Morgan Stanley Executive: Economic Pain Just Beginning

 

A senior Morgan Stanley has joined the chorus in warning that tough economic times lie ahead for the U.S. economy. Steven Roach, Morgan Stanley’s Asian Chairman, told Bloomberg Television that “We’re in the early stages of a downturn in the U.S. and global business cycles.” According to Roach, “There’s more to this macro event than just the credit-market contagion itself…Maybe two thirds of that is behind us, but the impacts on the real side of the U.S. economy and global economy are at an early stage.”

Roach’s warnings are consistent with harsh forecasts recently issued by an array of highly regarded economists. For example, Nobel Prize-winning Economist Myron Scholes announced that the credit crisis “is not over and I’m not exactly sure when it is going to end,” while Daniel McFadden, another Nobel Prize-winning Economist, stated that “as the crisis continues, you will see a lot of business failures.” Kenneth Rogoff, former chief economist at the International Monetary Fund and a professor at Harvard, has been particularly negative.

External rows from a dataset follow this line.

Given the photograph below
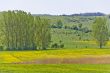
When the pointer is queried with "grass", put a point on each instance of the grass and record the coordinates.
(19, 56)
(54, 68)
(7, 57)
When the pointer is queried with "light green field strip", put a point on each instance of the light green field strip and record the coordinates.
(19, 56)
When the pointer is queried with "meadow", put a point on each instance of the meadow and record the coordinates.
(8, 59)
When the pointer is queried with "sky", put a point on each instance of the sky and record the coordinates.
(56, 7)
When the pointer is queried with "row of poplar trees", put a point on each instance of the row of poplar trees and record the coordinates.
(22, 31)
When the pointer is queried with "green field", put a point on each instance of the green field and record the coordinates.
(53, 68)
(9, 57)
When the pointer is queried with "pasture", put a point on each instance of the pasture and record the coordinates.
(23, 61)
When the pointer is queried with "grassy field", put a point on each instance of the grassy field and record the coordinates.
(20, 56)
(7, 58)
(53, 68)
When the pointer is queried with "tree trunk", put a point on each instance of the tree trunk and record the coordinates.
(100, 45)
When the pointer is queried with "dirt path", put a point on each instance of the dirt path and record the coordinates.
(84, 60)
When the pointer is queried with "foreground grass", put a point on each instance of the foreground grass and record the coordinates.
(53, 68)
(20, 56)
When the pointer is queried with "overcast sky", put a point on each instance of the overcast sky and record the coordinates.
(56, 6)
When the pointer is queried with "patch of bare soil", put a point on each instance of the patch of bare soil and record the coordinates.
(85, 60)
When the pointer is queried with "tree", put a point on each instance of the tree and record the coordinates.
(100, 31)
(43, 37)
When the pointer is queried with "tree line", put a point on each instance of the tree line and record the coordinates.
(22, 31)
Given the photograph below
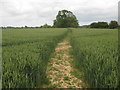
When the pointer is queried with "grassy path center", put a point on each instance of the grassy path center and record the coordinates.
(60, 68)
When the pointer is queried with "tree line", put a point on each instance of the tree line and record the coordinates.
(66, 19)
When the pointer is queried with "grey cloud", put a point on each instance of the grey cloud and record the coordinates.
(39, 12)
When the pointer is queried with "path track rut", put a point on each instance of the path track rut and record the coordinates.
(60, 68)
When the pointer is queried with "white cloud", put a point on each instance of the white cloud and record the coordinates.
(39, 12)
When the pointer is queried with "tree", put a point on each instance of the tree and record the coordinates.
(113, 24)
(65, 19)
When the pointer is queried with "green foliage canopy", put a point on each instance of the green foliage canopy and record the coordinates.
(65, 19)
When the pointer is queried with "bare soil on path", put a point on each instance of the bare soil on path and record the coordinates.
(59, 68)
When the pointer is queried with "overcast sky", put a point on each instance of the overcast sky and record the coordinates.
(39, 12)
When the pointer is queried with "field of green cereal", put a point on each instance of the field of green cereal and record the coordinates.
(26, 52)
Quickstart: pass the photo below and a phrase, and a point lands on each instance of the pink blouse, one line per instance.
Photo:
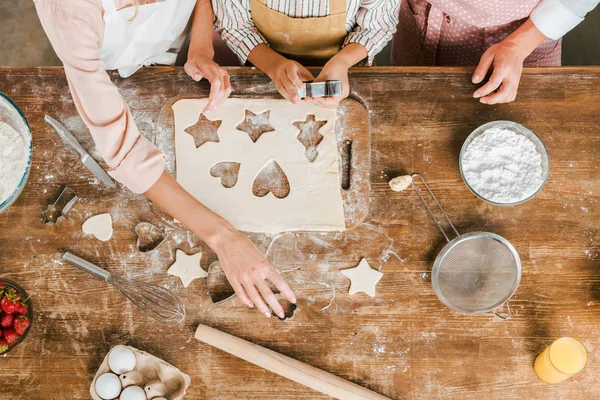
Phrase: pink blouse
(76, 29)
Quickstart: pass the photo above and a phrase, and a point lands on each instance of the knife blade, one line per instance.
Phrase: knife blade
(86, 159)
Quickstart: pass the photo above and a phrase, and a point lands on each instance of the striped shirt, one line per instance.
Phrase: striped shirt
(370, 23)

Rogoff projects that “the worst is yet to come in the U.S. The financial sector needs to shrink; I don’t think that simply having a couple of medium sized banks and a couple of small banks going under is going to do the job.” Rogoff expects that “we’re not just going to see mid-sized bank go under in the next few months, we’re going to see a whopper, we’re going to see a big one, one of the big investment banks or big banks.”